For this to happen we suspect the Chinese economy will need to put in a bout of genuine outperformance, as we note that the AUD's most notable periods of outperformance are tied to the fortunes of China.
With this unlikely to happen due to the transitions underway in China, AUD gains should ultimately have limits.
Nevertheless, the British Pound is hardly an inspiring 'buy' and it can test lower levels against the Aussie as investors fret over the UK's poor debt dynamics and the prospect of swinging tax rises in November.
Enrique Diaz-Alvarez, Chief Economist at Ebury, says action in the gilt market, where long-dated rates continue to rise relentlessly, is a worry that can keep GBP under pressure.
"This is of course a general trend in sovereign debt markets, but British yields remain the highest in the G10," says Diaz-Alvarez.
UK ten-year bond yields have risen to 4.74%, which is at the top of a ceiling that has been in place since 2023, and the risk is that they shift gear into a new higher range in the coming months, which would put tremendous pressure on the UK's public finances.

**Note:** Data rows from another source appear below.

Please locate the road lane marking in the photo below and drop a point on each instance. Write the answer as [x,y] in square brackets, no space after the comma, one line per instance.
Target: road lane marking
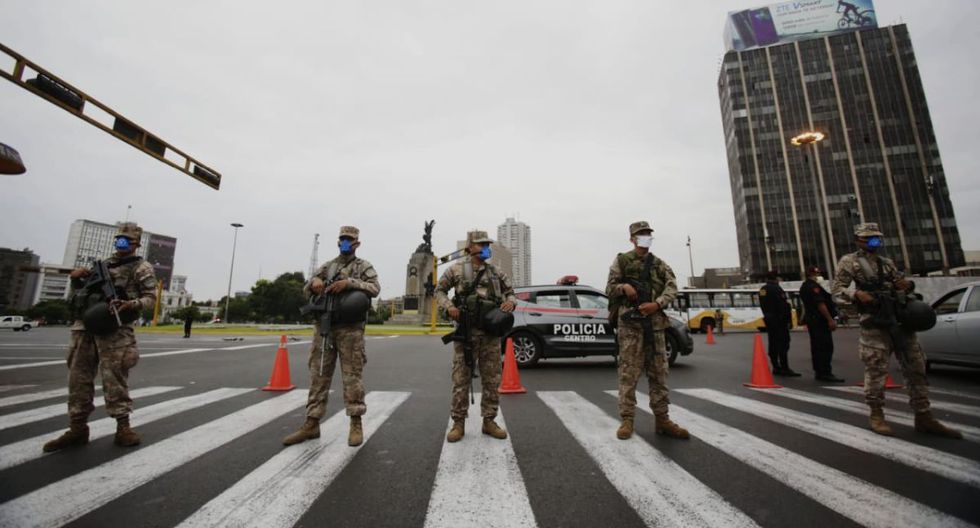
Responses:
[927,459]
[662,492]
[61,409]
[958,408]
[68,499]
[478,482]
[845,494]
[34,396]
[280,491]
[970,433]
[25,450]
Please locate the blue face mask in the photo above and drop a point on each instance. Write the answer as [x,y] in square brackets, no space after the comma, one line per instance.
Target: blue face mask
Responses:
[346,246]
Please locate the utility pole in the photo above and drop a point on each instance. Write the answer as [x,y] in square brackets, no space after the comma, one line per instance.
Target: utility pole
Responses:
[313,256]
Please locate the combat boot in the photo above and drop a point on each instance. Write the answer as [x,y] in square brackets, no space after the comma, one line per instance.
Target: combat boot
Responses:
[356,435]
[457,432]
[77,434]
[878,424]
[491,428]
[625,430]
[666,427]
[309,430]
[925,423]
[125,437]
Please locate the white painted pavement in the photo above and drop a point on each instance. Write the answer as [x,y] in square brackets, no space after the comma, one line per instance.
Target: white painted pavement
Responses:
[970,433]
[68,499]
[946,465]
[29,449]
[856,499]
[280,491]
[478,482]
[61,409]
[958,408]
[662,492]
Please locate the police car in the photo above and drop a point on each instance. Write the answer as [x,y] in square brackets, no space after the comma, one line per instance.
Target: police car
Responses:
[569,320]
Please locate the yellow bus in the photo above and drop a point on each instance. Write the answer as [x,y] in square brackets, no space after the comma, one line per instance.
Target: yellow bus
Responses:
[722,309]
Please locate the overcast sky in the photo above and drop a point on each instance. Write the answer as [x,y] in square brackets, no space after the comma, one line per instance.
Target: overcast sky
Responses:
[579,117]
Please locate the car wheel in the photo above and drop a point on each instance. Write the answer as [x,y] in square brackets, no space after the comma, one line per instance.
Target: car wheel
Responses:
[527,349]
[673,348]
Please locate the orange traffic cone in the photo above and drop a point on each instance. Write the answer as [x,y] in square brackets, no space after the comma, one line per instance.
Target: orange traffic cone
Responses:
[511,381]
[279,381]
[761,375]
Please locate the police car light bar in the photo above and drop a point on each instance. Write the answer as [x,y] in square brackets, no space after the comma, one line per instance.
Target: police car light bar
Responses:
[48,86]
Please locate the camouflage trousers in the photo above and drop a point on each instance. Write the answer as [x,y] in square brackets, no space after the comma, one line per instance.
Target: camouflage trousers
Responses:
[111,356]
[632,359]
[348,345]
[875,346]
[486,354]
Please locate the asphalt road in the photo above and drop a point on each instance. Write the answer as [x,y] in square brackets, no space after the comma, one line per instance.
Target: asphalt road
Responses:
[211,455]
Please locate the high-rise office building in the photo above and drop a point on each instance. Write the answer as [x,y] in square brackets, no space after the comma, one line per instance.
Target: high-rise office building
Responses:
[516,236]
[859,87]
[89,241]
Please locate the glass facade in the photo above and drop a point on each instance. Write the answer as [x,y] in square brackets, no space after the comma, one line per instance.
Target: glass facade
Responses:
[796,206]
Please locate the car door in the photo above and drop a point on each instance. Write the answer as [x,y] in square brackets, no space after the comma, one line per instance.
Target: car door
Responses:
[968,329]
[594,321]
[941,339]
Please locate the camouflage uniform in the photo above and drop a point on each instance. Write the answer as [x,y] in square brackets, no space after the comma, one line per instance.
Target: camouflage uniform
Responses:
[633,349]
[875,346]
[496,286]
[347,339]
[111,355]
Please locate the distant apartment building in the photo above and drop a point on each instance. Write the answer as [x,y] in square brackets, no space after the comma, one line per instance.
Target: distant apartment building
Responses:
[89,241]
[516,236]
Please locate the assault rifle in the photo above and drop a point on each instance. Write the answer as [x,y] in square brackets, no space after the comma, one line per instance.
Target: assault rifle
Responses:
[462,334]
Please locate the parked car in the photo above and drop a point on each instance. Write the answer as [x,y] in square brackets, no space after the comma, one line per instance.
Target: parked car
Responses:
[954,338]
[16,323]
[569,320]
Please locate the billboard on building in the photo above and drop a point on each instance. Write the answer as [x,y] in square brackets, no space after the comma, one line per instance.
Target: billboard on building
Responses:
[788,21]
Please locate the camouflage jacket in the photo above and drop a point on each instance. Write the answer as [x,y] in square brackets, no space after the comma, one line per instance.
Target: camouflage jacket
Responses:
[850,270]
[664,284]
[135,279]
[358,271]
[493,283]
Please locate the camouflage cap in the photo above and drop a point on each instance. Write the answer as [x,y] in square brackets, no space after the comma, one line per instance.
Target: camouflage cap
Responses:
[129,230]
[867,229]
[349,231]
[639,227]
[478,237]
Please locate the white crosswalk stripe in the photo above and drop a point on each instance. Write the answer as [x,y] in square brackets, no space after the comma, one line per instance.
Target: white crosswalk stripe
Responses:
[485,470]
[29,449]
[278,492]
[970,433]
[66,500]
[661,492]
[959,408]
[849,496]
[61,409]
[928,459]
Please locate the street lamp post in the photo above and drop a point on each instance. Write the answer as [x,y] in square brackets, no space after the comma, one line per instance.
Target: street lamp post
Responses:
[234,245]
[810,139]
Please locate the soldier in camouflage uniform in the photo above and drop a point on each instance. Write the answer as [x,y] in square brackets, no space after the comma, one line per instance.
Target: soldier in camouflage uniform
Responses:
[480,280]
[112,354]
[345,271]
[639,352]
[875,344]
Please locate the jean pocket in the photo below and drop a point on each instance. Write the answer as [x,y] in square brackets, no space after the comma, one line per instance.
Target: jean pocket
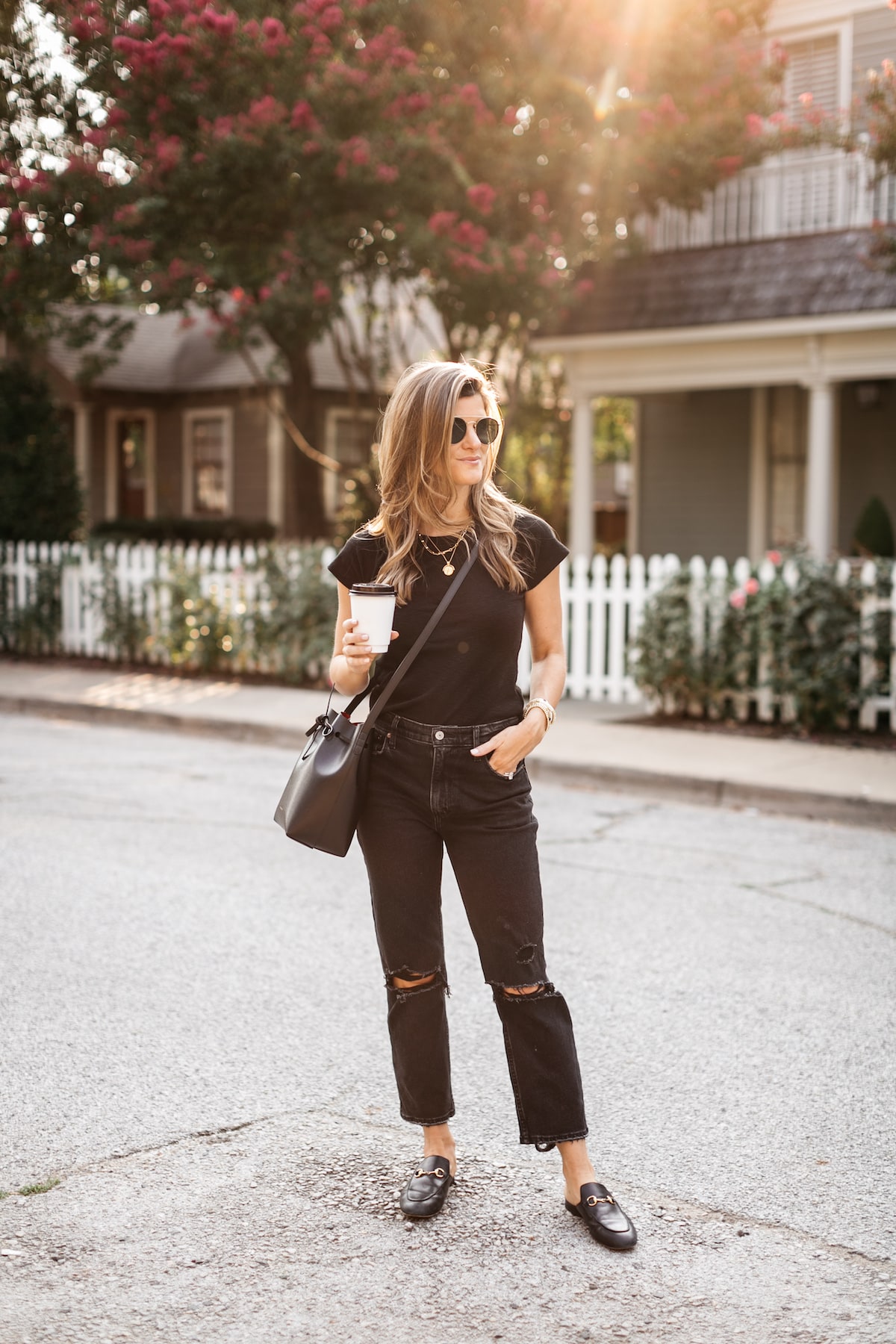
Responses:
[383,742]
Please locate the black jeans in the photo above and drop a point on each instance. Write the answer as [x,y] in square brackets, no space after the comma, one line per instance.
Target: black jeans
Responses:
[426,793]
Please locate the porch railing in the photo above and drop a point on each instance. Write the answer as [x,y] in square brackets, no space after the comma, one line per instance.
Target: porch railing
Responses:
[812,193]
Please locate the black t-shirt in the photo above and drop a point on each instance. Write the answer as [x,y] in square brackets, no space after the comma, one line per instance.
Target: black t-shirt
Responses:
[467,671]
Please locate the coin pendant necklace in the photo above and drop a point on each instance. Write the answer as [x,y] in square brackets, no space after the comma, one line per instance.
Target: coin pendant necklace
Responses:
[448,554]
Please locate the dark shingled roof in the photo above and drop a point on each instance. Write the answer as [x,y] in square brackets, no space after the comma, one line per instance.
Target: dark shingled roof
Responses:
[782,277]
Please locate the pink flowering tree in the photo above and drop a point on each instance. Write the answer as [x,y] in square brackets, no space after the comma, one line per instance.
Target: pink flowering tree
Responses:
[253,155]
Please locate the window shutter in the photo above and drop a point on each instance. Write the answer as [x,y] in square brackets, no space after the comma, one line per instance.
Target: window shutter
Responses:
[813,67]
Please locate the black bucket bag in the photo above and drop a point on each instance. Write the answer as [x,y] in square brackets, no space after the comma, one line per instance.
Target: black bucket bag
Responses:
[323,797]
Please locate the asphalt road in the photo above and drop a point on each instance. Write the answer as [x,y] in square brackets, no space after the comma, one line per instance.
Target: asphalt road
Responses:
[193,1045]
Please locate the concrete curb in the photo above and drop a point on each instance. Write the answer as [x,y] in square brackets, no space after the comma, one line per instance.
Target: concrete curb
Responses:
[682,788]
[723,793]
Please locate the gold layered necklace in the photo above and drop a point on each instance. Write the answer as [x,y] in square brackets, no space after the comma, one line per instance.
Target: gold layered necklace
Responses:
[448,554]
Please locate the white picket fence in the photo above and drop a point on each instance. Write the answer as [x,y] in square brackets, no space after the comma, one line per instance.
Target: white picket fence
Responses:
[602,604]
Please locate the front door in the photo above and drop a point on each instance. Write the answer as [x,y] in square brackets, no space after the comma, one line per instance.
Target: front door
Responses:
[131,448]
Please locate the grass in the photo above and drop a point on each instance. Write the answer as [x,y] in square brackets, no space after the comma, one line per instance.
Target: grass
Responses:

The 30-year yield is also knocking on the door of fresh highs, at 5.635%.
"Labour's inability to control spending amid persistent unpleasant surprises in the inflation numbers certainly do not help. Markets are currently pricing in less than a 50% chance of even a single rate cut this year from the Bank of England, but the steady rise in medium and long term rates threaten to render policy moves less effective regardless," says Diaz-Alvarez.

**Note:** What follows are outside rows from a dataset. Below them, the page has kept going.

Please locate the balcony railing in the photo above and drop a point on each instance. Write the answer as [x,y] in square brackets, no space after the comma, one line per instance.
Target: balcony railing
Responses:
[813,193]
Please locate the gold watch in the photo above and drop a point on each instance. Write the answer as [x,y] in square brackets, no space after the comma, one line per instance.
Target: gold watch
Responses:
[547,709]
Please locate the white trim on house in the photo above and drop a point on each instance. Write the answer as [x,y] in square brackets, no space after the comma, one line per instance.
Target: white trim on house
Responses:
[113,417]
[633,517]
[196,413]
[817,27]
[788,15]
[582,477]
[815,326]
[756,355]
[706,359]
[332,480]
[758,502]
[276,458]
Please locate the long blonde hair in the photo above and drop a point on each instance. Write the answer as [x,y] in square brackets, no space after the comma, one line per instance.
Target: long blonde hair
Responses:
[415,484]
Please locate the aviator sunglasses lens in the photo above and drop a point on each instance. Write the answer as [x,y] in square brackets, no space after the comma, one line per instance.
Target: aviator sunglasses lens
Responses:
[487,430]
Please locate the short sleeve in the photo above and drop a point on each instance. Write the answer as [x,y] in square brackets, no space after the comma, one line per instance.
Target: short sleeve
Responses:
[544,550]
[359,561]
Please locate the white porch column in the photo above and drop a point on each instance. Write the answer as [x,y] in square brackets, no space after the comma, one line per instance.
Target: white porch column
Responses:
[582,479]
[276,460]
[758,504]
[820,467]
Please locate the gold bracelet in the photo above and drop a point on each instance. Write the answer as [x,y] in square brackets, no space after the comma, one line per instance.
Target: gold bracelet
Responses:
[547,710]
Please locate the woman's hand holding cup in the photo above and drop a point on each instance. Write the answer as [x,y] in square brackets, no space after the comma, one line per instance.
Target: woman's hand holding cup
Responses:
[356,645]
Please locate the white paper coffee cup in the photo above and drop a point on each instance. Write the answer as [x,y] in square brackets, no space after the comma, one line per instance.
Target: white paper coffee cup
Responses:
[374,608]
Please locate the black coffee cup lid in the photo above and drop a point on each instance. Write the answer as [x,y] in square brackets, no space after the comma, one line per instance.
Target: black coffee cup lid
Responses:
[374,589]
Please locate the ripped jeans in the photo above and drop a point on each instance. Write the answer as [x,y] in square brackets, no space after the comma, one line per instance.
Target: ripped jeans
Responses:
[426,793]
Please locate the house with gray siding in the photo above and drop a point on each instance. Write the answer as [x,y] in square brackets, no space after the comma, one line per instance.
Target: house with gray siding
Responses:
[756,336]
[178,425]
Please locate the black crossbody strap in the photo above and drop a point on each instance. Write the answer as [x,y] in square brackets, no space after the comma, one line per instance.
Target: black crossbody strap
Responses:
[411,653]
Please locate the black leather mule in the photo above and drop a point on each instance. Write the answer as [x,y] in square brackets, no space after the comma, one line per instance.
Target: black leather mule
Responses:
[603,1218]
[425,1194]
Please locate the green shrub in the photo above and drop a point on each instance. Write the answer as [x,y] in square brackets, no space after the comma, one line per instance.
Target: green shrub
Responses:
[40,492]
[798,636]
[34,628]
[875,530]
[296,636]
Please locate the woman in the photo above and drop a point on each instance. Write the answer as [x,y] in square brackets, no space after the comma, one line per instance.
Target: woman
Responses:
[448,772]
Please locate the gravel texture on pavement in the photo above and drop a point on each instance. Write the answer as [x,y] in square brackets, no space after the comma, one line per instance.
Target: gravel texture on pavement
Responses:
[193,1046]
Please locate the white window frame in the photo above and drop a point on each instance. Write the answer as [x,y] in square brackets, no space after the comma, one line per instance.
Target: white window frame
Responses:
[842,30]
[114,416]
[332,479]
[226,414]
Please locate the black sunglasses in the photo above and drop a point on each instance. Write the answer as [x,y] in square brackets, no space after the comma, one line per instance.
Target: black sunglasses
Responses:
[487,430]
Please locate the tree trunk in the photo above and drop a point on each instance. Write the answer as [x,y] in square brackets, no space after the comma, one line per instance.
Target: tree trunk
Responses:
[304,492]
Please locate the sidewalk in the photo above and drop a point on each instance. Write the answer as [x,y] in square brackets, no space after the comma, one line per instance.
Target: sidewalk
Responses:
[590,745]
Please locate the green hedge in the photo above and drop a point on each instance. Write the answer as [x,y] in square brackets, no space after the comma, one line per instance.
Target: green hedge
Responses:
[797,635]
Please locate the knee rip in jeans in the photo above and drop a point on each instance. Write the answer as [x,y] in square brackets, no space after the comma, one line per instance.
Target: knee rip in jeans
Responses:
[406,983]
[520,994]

The UK budget looms as the main concern for UK-focussed assets, with the November event likely to see a wave of new taxes being placed on a country that already suffers under the highest tax burden since the Second World War.
Uncertainty ahead of the announcement will keep businesses and households on the defensive, constraining the economy and troubling the Pound.
Turning to the near-term focus, watch Bank of England Governor Andrew Bailey's testimony before UK lawmakers midweek, where he should shine some more light on the prospects of further interest rate cuts this year.
The main data event of the week will be Friday's release of retail sales figures.